Поехали мы не одни. Хороших людей собрался целый обоз. Не все крестьяне были одного духа; были между ними и очень хорошие люди. Многие из бунтовщиков продолжали повторять: „пусть Петр Матвеич вернется – мы ему брюхо балахоном распустим!“ Но другие дворовые и крестьяне удалялись от подобной дерзости и не желали даже и оставаться в Смоленской губернии при виде таких безпорядков и в ожидании неприятеля. Таким образом, тронулись мы большим обозом в путь к Медынскому уезду.

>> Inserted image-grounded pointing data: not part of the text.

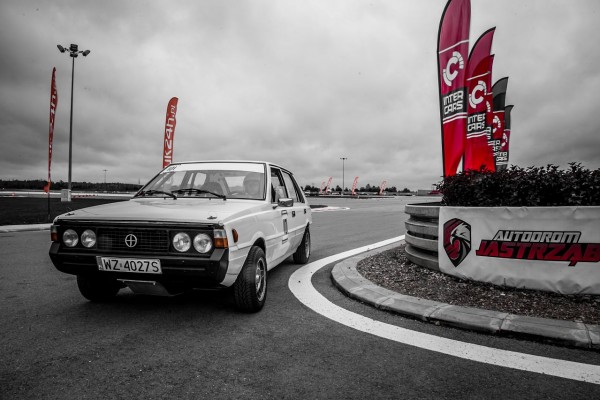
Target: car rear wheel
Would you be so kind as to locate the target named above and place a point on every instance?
(96, 288)
(250, 288)
(302, 254)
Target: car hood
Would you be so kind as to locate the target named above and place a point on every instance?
(195, 210)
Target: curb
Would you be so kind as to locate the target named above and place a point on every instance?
(354, 285)
(24, 228)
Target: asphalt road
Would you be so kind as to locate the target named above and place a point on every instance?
(55, 344)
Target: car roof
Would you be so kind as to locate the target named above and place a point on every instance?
(234, 161)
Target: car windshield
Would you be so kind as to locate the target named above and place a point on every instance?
(213, 180)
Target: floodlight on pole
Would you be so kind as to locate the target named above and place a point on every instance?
(73, 51)
(343, 173)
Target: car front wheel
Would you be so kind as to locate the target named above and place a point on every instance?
(302, 254)
(97, 289)
(250, 288)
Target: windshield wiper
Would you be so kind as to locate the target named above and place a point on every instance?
(200, 191)
(151, 192)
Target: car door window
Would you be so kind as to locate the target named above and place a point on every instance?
(292, 190)
(277, 186)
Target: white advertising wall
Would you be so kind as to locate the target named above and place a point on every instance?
(544, 248)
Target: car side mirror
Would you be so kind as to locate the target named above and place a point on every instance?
(285, 202)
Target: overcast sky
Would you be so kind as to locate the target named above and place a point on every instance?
(300, 83)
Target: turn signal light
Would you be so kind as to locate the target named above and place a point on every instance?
(220, 239)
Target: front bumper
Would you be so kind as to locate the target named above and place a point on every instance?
(177, 271)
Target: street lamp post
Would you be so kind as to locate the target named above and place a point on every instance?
(73, 53)
(343, 173)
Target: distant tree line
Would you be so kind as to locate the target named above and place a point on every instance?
(38, 184)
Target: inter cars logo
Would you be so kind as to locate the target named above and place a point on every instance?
(457, 240)
(450, 72)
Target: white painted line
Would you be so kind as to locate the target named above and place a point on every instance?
(328, 208)
(301, 286)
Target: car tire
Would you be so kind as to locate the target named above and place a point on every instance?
(97, 289)
(302, 253)
(250, 287)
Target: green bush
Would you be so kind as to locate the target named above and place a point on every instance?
(518, 187)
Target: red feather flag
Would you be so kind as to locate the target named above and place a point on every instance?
(170, 123)
(478, 153)
(53, 104)
(453, 50)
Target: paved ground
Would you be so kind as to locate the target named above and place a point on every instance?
(54, 344)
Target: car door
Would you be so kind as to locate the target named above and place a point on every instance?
(281, 242)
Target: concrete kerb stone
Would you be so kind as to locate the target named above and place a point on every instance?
(24, 228)
(345, 276)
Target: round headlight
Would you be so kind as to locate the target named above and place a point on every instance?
(202, 243)
(182, 242)
(70, 238)
(88, 238)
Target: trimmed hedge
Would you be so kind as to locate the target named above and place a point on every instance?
(518, 187)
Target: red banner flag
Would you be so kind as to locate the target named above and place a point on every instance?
(453, 50)
(382, 187)
(499, 93)
(481, 49)
(478, 152)
(170, 132)
(322, 187)
(505, 141)
(354, 186)
(328, 184)
(53, 104)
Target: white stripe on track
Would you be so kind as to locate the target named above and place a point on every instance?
(301, 286)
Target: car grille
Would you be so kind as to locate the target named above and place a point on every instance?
(146, 239)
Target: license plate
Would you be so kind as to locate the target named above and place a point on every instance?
(129, 265)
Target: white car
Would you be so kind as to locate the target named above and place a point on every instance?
(194, 225)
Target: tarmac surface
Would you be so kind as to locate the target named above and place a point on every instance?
(350, 282)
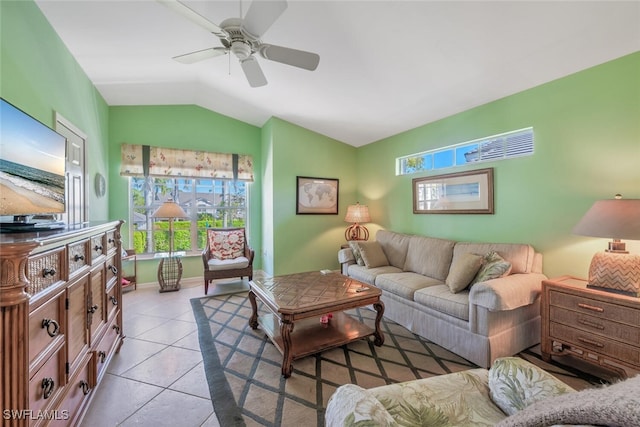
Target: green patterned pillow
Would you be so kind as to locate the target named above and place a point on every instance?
(355, 248)
(493, 266)
(515, 384)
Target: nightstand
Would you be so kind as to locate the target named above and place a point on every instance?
(597, 326)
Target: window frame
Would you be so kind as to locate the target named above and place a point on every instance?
(156, 226)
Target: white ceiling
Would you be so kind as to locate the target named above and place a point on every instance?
(385, 66)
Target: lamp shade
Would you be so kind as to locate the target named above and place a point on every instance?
(614, 219)
(170, 209)
(357, 213)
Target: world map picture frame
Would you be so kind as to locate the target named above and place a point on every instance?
(316, 196)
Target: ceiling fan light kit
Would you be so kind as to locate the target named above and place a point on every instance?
(242, 38)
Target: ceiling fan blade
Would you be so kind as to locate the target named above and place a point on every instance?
(253, 72)
(200, 55)
(261, 15)
(193, 16)
(294, 57)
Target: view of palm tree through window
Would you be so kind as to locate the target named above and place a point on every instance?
(207, 202)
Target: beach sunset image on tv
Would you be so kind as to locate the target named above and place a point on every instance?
(32, 165)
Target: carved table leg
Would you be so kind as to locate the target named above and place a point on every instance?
(286, 327)
(379, 337)
(253, 320)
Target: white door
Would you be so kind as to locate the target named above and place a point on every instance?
(76, 187)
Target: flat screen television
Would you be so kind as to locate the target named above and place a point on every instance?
(32, 171)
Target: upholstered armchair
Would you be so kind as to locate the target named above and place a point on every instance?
(226, 255)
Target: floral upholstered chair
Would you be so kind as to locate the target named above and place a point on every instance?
(226, 255)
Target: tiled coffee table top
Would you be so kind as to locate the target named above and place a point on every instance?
(313, 289)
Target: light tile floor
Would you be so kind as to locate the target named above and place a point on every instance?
(157, 378)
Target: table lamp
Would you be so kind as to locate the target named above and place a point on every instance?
(356, 214)
(614, 270)
(170, 210)
(169, 273)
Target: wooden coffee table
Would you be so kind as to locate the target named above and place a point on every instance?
(298, 301)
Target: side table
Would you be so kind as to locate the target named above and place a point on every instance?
(169, 271)
(594, 325)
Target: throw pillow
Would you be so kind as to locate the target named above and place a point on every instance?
(515, 384)
(373, 255)
(226, 244)
(494, 266)
(462, 272)
(355, 248)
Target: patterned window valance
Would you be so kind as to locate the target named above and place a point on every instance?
(144, 160)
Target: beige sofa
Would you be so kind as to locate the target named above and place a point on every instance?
(513, 393)
(423, 283)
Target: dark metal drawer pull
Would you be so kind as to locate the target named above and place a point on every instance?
(590, 323)
(52, 327)
(85, 387)
(48, 272)
(591, 342)
(591, 307)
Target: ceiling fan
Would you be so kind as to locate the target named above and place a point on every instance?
(242, 38)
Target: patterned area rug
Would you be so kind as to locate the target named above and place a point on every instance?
(243, 367)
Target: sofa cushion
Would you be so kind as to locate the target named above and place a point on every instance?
(441, 299)
(372, 254)
(457, 399)
(493, 267)
(355, 248)
(515, 385)
(463, 270)
(429, 256)
(394, 245)
(521, 256)
(368, 275)
(404, 284)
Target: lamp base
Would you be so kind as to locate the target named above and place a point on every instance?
(615, 272)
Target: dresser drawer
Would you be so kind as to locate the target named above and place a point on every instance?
(600, 345)
(78, 256)
(105, 347)
(112, 245)
(98, 248)
(46, 328)
(596, 325)
(113, 304)
(45, 270)
(80, 385)
(47, 382)
(112, 271)
(595, 307)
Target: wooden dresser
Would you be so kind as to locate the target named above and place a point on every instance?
(60, 321)
(598, 326)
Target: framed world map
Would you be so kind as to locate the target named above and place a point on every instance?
(316, 196)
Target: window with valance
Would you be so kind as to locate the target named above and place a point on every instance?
(212, 188)
(145, 160)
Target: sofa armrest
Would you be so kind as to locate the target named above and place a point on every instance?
(351, 404)
(507, 293)
(345, 256)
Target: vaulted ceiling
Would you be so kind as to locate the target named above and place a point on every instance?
(385, 66)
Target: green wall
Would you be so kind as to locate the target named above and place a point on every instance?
(587, 133)
(39, 76)
(192, 128)
(587, 147)
(305, 242)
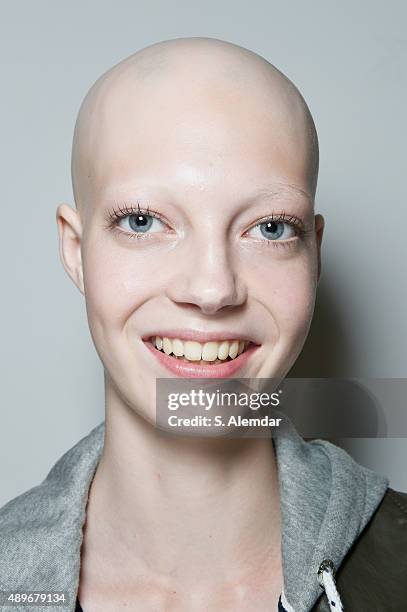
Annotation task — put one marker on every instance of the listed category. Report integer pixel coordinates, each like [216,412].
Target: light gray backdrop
[348,59]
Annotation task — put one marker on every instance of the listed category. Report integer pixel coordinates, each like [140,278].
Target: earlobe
[70,237]
[319,230]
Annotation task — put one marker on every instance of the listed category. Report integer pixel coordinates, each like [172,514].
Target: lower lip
[195,370]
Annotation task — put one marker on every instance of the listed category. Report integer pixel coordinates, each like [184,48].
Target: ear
[70,236]
[319,230]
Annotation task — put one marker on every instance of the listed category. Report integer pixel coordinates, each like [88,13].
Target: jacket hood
[326,501]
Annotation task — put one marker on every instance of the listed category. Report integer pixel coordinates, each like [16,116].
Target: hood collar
[326,501]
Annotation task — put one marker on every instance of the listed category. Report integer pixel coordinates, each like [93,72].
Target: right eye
[140,223]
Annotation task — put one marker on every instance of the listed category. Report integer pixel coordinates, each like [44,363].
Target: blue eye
[273,230]
[140,223]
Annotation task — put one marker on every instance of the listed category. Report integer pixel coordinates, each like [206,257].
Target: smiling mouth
[207,353]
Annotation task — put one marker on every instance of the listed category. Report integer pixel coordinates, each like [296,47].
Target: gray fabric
[326,501]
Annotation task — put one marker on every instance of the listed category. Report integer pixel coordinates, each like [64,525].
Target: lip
[200,336]
[194,370]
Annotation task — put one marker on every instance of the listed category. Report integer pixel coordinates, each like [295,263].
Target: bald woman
[196,246]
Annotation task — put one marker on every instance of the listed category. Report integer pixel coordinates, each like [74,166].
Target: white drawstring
[326,579]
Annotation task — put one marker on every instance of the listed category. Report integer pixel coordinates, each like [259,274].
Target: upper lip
[200,336]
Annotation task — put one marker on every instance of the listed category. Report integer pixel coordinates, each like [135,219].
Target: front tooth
[223,350]
[234,347]
[167,346]
[210,351]
[178,347]
[192,350]
[159,342]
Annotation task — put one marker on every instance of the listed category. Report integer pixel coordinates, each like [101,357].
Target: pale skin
[213,139]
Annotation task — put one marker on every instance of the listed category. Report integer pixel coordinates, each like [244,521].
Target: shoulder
[373,574]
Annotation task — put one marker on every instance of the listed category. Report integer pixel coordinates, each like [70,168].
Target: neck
[173,503]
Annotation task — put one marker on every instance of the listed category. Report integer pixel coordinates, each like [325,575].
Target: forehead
[196,131]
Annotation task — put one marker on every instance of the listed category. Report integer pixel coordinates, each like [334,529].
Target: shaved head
[191,81]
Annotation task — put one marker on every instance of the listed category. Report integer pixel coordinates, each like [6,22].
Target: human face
[216,238]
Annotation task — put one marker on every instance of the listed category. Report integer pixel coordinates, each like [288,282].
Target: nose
[208,278]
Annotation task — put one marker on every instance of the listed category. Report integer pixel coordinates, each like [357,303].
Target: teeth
[195,351]
[177,347]
[167,346]
[233,349]
[210,351]
[223,350]
[192,350]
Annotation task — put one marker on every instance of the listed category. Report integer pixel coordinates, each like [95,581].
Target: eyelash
[295,222]
[120,212]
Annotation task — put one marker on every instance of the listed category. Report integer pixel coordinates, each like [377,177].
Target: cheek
[117,282]
[287,289]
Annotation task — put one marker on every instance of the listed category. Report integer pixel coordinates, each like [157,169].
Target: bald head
[184,86]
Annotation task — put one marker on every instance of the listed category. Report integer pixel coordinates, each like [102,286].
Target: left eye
[273,230]
[141,223]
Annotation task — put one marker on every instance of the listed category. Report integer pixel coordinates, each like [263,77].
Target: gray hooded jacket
[326,500]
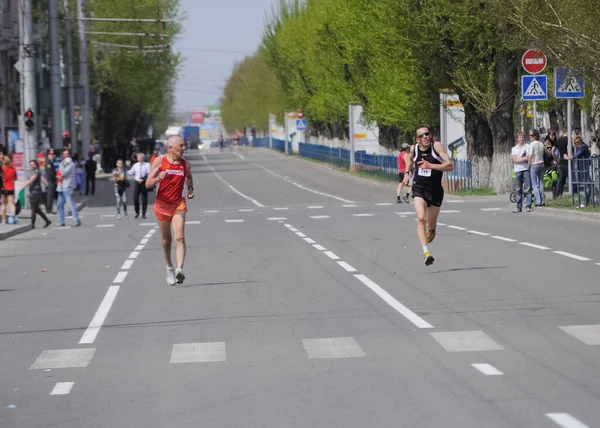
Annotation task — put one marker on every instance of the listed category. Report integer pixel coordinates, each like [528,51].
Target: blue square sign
[569,83]
[534,88]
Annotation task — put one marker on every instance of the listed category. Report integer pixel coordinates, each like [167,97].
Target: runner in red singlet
[172,172]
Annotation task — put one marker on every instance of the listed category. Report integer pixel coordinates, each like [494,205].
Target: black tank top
[427,177]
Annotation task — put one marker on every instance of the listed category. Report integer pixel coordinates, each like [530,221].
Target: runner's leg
[165,231]
[179,232]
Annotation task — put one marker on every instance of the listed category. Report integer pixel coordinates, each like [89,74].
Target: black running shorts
[433,196]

Пришлось нам вскоре встретиться и с Французами.
Сколько мы ехали – не помню; только остановились под вечер на лужочке, у рощи какой-то, лошадей покормить и сами поужинать. Слышно было, что неприятель близко. У людей наших у всех были топоры и ножи, а кой у кого даже и ружья; хоть и плохие, а ружья.
Ехал с нами наш кузнец, тоже крепостной Петра Матвеевича, охотник, стрелок довольно хороший; ружье у него было старое; кой-как сам его вычинил, зарядил и пороху на полку насыпал.
Поставили мы телеги в кучу; лошадей пустили на траву, а сами ужин варить.
Ну, варят ужин. А мы, дети, играть.
Вдруг как выскочит из рощи всадник на сером в яблоках коне... Красивый белокурый мужчина, молодец в мундире. Остановился, лошадь (картина просто!) так под ним и играет! А на груди у самого, я помню, золото блестит... Так прекрасно!
Выехал офицер этот из рощи, а за ним человек десять-двадцать пеших солдат выбежали.
Видим, одежда совсем не наша. Все поняли, что это Французы. Они остановились, глядят; а наши не знают что делать.
Только подходит кузнец наш к батюшке моему за возами и говорит: „Батюшка, благословите на брань за Веру и Отечество“.
Батюшка говорит: „имеешь благословенье!“ и благословил кузнеца и оружие его во имя Отца и Сына и Святого Духа.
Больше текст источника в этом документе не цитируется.